Rishi Sunak Announces Cuts To Council Tax And Energy Bills To Tackle Cost Of Living Crisis

The Chancellor said 28 million households will benefit as a result of the £9bn support package.
Rishi Sunak has been under pressure to tackle soaring bills.
Rishi Sunak has been under pressure to tackle soaring bills.
Stefan Rousseau via PA Wire/PA Images

Millions of families will have their council tax bills slashed by £150, while every household will see their energy costs cut by £200, Rishi Sunak has announced.

The Chancellor has been under huge pressure to come up with measures to address public anger at soaring gas and electricity bills coupled with rising inflation, interest rates and an imminent hike in national insurance.

The need for action was thrown into sharp focus again this morning when Ofgen announced that the energy price cap was being set at £1,971- a rise of £693.

Addressing MPs in the House of Commons, Sunak said: “Without government action, this would be incredibly tough for millions of hardworking families, so the government is going to step in to directly help people to manage those extra costs.”

Under the Chancellor’s plan, energy firms will receive state-backed loans underwritten by taxpayers allowing them to cut bills by £200.

Under the “rebate and clawback” scheme, the companies will recoup the money from their customers by adding £40 a year to bills for the next five years.

Meanwhile, properties in council tax bands A to D will receive a £150 rebate on their bills from April.

The Chancellor said the move would benefit around 80 per cent of homes in England.

Local authorities will also share a £150m discretionary fund to help low income families living in higher council tax band homes, Sunak said.

The Chancellor said around 28 million households will benefit as a result of the £9bn support package.

He said: “Our plan allows us to provide more generous support faster to those who need it most.

“It is fair, it is targeted, it is proportionate.
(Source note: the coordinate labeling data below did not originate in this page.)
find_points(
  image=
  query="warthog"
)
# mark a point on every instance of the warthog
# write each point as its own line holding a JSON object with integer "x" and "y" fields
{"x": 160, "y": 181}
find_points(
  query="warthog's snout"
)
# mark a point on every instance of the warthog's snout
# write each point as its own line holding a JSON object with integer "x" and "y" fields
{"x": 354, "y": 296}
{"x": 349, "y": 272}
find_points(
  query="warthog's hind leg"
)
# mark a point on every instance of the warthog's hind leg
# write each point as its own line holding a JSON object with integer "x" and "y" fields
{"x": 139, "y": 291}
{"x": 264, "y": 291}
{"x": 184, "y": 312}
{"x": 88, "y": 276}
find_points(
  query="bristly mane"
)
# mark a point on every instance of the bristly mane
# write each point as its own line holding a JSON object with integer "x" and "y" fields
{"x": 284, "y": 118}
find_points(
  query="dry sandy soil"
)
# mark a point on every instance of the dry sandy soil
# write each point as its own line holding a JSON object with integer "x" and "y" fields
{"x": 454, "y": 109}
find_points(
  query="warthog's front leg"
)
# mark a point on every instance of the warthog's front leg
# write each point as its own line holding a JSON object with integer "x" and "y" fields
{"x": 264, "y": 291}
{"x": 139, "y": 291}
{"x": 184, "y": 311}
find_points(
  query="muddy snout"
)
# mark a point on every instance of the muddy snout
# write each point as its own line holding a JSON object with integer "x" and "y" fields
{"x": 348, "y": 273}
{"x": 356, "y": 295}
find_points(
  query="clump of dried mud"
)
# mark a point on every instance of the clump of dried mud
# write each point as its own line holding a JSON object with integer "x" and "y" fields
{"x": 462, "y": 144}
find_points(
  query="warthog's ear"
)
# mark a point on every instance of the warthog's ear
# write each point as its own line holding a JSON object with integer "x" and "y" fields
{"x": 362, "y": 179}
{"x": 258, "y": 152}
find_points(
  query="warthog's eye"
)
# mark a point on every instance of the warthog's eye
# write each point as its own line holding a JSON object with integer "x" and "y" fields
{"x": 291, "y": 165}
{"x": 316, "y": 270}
It is the right way to help people with the spike in energy costs.”

However, Sunak dismissed Labour’s calls for VAT on fuel bills to be cut, arguing that it would disproportionately benefit the well-off and so was unfair to those on low incomes.

But Shadow Chancellor pointed out that pro-Brexit Conservatives had said that removing VAT from fuel bills was one of the main benefits of leaving the EU.

She said: “I would have thought that the Prime Minister with his unblemished record of integrity would defend the commitments he made but instead it’s another pledge on to the bonfire of broken Tory promises.”

Reeves added: “The Chancellor wants to load costs on taxpayers with a buy now, pay later scheme – while Labour will keep bills low with a windfall tax on North Sea oil and gas producers with booming profits.

“In the midst of a cost of living crisis, the Government’s proposals will leave families in Britain paying hundreds of pounds more as a result of the breathtaking rise in energy prices. It will be of little comfort to many.”